The fact sheet also recommends organizations protect sensitive data belonging to customers or employees.

CISA recommends that organizations:

  • Know what personal and sensitive information is stored on the systems of the organization and who has access to it.
  • Implement physical security best practices from the Federal Trade Commission guide on protecting personal information.
  • Implement cybersecurity best practices by identifying the computers or servers where sensitive personal information is stored, encrypting sensitive information at rest and in transit, and implementing firewalls to protect networks and systems from malicious or unnecessary network traffic. The US agency also states that organizations should consider applying network segmentation.
  • Ensure your cyber incident response and communications plans include response and notification procedures for data breach incidents.

Regarding the implementation of a cyber incident response plan, CISA recommends taking the following actions:

  • Secure network operations and stop additional data loss by determining which systems were impacted and immediately isolate them. If it is not possible to take the impacted systems offline, disconnect the systems from the network by unplugging the network cable or removing them from Wi-Fi. If affected devices cannot be removed from the network or the network cannot be temporarily shut down, power them down to avoid an incident.
  • Then triage impacted systems for restoration and recovery, prioritizing based on criticality.
  • Document the activity conducted and perform a preliminary analysis. Never pay a ransom to threat actors.
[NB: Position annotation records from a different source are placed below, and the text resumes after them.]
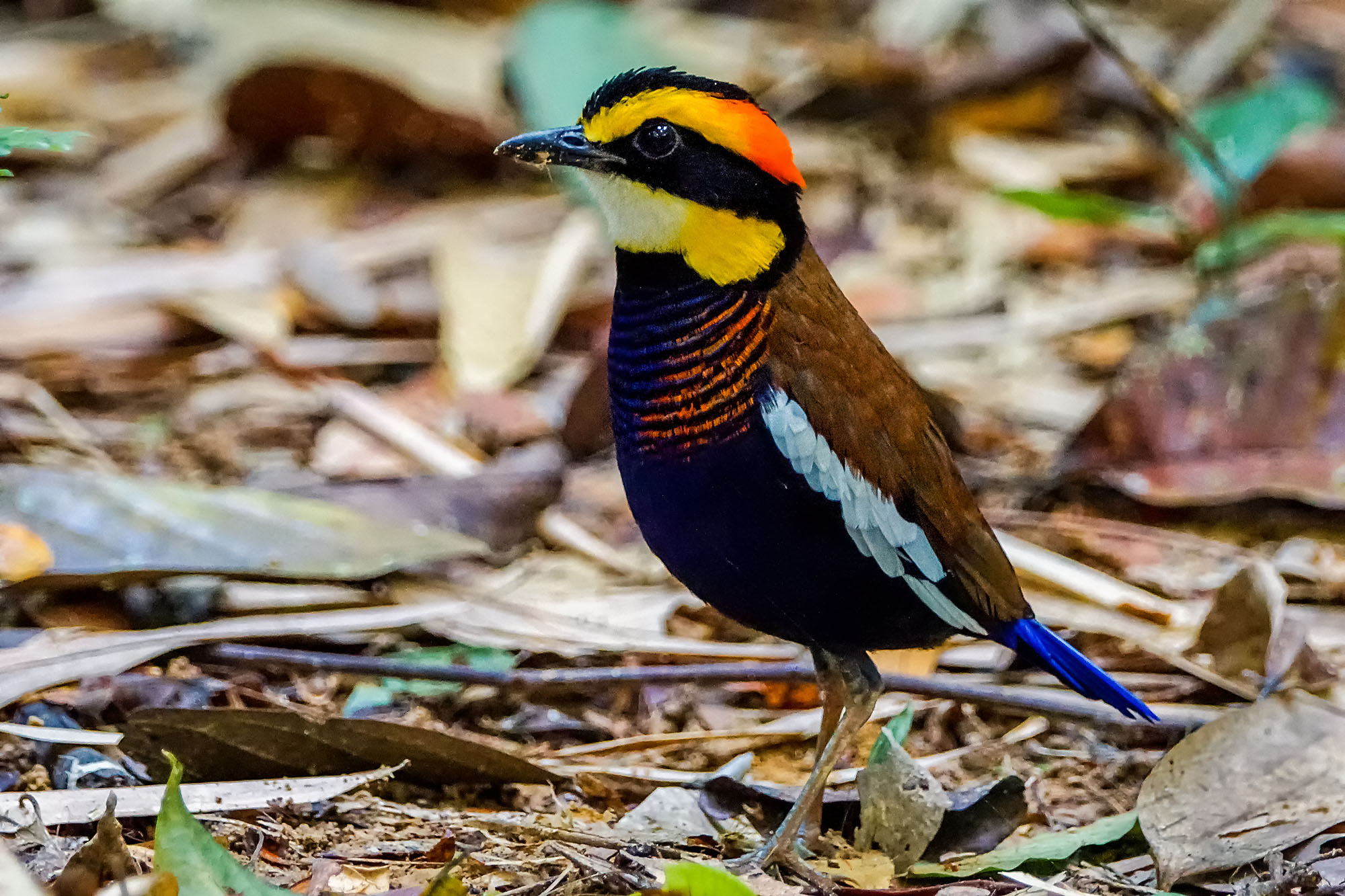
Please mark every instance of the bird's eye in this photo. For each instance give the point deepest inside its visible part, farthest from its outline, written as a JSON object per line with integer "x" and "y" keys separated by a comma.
{"x": 657, "y": 140}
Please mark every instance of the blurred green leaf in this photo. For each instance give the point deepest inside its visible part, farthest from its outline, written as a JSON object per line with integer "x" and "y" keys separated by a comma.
{"x": 186, "y": 850}
{"x": 1246, "y": 241}
{"x": 14, "y": 139}
{"x": 892, "y": 735}
{"x": 693, "y": 879}
{"x": 1050, "y": 846}
{"x": 1250, "y": 128}
{"x": 368, "y": 696}
{"x": 1093, "y": 208}
{"x": 446, "y": 883}
{"x": 563, "y": 52}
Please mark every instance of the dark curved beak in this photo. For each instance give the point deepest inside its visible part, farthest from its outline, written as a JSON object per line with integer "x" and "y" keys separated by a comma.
{"x": 560, "y": 147}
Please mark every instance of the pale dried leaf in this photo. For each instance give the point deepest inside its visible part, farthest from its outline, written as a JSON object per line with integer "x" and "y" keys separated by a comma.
{"x": 1250, "y": 783}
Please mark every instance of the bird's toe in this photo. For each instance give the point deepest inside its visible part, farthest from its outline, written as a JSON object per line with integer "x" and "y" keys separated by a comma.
{"x": 785, "y": 856}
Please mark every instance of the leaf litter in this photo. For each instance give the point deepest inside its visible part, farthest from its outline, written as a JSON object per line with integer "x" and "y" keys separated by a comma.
{"x": 295, "y": 274}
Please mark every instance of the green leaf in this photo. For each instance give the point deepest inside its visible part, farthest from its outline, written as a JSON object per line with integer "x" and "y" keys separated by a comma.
{"x": 1252, "y": 127}
{"x": 892, "y": 735}
{"x": 566, "y": 49}
{"x": 367, "y": 696}
{"x": 36, "y": 139}
{"x": 186, "y": 850}
{"x": 1051, "y": 846}
{"x": 446, "y": 883}
{"x": 1093, "y": 208}
{"x": 693, "y": 879}
{"x": 1249, "y": 240}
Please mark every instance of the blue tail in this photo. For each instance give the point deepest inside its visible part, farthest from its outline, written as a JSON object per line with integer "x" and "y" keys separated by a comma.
{"x": 1073, "y": 667}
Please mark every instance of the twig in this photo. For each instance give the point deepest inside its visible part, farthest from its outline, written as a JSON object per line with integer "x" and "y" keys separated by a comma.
{"x": 1016, "y": 697}
{"x": 562, "y": 530}
{"x": 73, "y": 432}
{"x": 381, "y": 420}
{"x": 1165, "y": 101}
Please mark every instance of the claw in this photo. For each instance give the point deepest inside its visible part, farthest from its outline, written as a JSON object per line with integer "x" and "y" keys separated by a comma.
{"x": 787, "y": 856}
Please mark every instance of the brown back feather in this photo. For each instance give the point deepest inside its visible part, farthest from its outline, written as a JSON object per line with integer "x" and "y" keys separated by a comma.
{"x": 875, "y": 417}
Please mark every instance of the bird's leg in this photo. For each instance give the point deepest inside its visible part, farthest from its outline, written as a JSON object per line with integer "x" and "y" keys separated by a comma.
{"x": 863, "y": 686}
{"x": 833, "y": 701}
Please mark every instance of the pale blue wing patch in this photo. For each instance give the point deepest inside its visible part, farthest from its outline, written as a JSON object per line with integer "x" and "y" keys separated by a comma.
{"x": 874, "y": 521}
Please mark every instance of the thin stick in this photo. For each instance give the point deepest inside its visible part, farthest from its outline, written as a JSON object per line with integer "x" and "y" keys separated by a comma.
{"x": 1165, "y": 101}
{"x": 950, "y": 686}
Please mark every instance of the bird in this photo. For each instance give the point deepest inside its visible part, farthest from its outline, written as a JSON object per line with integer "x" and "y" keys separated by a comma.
{"x": 775, "y": 455}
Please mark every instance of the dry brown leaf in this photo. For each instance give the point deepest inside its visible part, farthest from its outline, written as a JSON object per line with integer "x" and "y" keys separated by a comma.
{"x": 85, "y": 806}
{"x": 102, "y": 860}
{"x": 24, "y": 555}
{"x": 1250, "y": 783}
{"x": 1246, "y": 614}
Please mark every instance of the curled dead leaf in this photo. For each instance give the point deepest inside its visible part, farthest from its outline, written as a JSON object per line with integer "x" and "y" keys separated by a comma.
{"x": 24, "y": 555}
{"x": 1264, "y": 778}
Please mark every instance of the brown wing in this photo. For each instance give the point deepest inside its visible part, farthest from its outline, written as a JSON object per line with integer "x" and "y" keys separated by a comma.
{"x": 875, "y": 417}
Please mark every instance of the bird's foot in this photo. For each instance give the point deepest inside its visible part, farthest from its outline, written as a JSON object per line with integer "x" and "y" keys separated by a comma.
{"x": 787, "y": 856}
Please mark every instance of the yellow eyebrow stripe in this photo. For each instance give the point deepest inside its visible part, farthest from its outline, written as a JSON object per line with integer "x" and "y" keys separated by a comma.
{"x": 735, "y": 124}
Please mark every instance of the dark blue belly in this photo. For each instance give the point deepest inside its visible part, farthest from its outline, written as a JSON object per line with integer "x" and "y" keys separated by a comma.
{"x": 748, "y": 536}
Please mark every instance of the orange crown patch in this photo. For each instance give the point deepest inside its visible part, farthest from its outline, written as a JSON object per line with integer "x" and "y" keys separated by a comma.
{"x": 738, "y": 126}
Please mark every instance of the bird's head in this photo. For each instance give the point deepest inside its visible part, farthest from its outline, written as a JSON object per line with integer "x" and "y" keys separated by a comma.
{"x": 684, "y": 166}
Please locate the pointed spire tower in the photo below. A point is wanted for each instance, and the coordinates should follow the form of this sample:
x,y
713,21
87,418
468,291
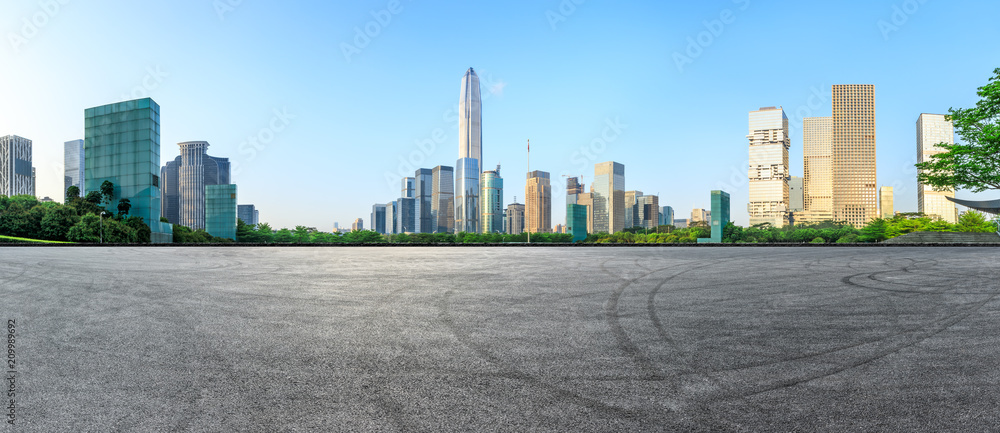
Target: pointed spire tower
x,y
468,168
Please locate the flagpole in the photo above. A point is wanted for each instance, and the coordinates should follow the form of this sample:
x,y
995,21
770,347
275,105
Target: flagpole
x,y
526,200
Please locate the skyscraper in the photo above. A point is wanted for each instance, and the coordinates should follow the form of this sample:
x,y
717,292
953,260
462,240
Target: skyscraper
x,y
609,197
853,159
378,218
492,214
885,205
817,181
122,145
769,143
470,154
423,192
514,219
73,160
443,199
538,202
15,166
214,171
933,129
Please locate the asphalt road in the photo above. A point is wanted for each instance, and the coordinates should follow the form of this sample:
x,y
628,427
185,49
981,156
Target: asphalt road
x,y
503,339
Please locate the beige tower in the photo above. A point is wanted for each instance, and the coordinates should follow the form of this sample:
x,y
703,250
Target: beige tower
x,y
853,159
933,129
885,202
817,181
538,203
768,172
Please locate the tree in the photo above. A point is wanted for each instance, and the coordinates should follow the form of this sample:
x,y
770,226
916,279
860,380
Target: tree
x,y
123,206
108,191
975,164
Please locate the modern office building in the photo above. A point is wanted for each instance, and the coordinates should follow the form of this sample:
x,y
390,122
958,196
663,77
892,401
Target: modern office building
x,y
15,166
666,216
538,202
853,159
514,219
817,181
795,195
491,199
768,173
423,184
470,154
609,197
122,145
378,218
443,199
631,211
647,211
933,129
885,202
180,181
73,160
576,221
405,214
719,216
248,214
220,210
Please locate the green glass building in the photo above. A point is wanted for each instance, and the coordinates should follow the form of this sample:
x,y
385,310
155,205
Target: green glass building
x,y
720,216
122,145
220,210
576,221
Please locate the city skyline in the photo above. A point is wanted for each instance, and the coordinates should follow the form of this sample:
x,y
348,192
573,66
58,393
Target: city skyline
x,y
334,120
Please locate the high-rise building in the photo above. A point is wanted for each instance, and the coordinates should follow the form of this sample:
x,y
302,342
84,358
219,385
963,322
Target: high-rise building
x,y
405,214
768,174
666,216
514,219
853,159
248,214
220,210
795,196
73,165
631,209
214,171
423,191
817,181
609,197
443,199
647,211
538,202
378,218
15,166
576,221
933,129
122,145
491,198
719,216
885,202
470,154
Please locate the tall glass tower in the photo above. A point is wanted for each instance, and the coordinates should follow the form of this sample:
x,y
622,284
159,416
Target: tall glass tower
x,y
470,154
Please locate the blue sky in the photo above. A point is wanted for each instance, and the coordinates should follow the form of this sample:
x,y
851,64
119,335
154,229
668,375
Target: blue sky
x,y
335,118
The guideline suggests engaging internal and external teams and stakeholders to inform them of how they can help the impacted organization mitigate, respond to, and recover from the security breach. Organizations must collect any relevant logs and artifacts on the impacted system and analyze them in order to extract indicators of compromise and use them to determine the extent of the infection.
  • Of course, the US Agency invites victims of ransomware to report the incident to CISA, the local FBI field office, the FBI Internet Crime Complaint Center, or their local U.S. Secret Service office.

In July, the CISA has released the Ransomware Readiness Assessment (RRA), a new ransomware self-assessment security audit tool for the agency’s Cyber Security Evaluation Tool (CSET). RRA could be used by organizations to determine their level of exposure to ransomware attacks against their information technology (IT), operational technology (OT), or industrial control system (ICS) assets.